Great Aunt Rose hid her husband in a secret room under the stairs during the War. She outwitted the Nazis with the Dutch Resistance, lost many friends, but saved her husband's life. After liberation, he repaid this devotion by having an affair with her best friend Mimi while Rose was in England recovering from the car crash that crippled her. He had been driving the sports car. Divorced, childless, but young and still beautiful she came home. Studio photos of her at the time show a handspan waist, elegant Dior dresses and a luminous blonde beauty as lovely as any black and white movie star. Her open house was always full of friends, warmth and laughter. Rose was not only beautiful, but the kindest person I have ever met. She was the first person to ring and congratulate me when I had my first stories published. I remember sitting on the kitchen doorstep on a sunny London evening listening as she told me the story of Jack and Mimi, and how Rose had always wanted to write, but hadn't. It was thanks to an inheritance from her that I had help with the children last summer, (the nanny who painted the kids and dog blue). Thanks to her, 'Love & Loss' was written.

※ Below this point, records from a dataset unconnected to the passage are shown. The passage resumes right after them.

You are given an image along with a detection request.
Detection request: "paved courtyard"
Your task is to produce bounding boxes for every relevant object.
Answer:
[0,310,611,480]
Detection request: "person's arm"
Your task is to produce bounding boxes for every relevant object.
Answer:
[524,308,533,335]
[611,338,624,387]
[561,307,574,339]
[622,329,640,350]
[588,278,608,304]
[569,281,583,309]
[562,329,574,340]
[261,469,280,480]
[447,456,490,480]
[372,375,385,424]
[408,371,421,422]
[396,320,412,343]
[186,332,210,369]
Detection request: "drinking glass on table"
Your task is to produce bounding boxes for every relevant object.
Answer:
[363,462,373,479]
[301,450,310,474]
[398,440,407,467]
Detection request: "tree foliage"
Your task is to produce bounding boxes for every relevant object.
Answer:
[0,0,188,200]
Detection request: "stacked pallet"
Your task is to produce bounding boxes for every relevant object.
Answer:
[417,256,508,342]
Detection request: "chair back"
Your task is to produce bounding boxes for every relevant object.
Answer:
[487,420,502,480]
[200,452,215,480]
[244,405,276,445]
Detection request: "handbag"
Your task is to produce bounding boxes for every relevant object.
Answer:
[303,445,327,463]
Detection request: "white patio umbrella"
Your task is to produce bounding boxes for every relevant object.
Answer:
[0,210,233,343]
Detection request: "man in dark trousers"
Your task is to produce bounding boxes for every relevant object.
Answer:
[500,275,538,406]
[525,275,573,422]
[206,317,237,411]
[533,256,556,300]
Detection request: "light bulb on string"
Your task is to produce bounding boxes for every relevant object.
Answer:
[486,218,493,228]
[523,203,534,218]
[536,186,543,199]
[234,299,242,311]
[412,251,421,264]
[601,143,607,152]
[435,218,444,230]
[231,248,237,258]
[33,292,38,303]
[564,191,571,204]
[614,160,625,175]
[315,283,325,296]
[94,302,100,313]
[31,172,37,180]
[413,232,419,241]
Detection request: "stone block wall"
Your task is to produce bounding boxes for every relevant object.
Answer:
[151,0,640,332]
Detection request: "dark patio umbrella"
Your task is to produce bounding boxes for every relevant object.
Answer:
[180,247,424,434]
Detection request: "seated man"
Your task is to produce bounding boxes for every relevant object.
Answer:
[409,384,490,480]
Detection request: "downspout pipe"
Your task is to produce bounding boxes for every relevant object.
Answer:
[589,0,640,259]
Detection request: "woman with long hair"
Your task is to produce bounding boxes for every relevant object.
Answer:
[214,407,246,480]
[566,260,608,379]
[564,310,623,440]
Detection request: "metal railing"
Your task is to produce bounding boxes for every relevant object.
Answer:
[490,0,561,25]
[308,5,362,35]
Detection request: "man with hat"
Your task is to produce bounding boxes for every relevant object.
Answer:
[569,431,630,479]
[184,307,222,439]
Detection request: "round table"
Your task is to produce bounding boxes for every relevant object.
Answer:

Does everyone really have a novel in them? Rose's life story is as moving as any wartime blockbuster, but I've often wondered why she didn't write it down. What makes a writer write? It is after all a solitary business. For me, at least, writing is something as natural as breathing - I am the bespectacled kid who wrote plays for her dolls, love letters for friends to send their boyfriends, and volumes of diaries (burnt in a spur of the moment romantic gesture the night before I got married. May regret that one when I reach the purple kaftan stage). I adore books ... as we have travelled I have willingly offloaded clothes, furniture, all possessions, but the books have come with us. I love everything about the physical process of writing - paper, pens, can spend hours in stationery stores. I have to write - it's that simple. Call it love, obsession, call it devotion.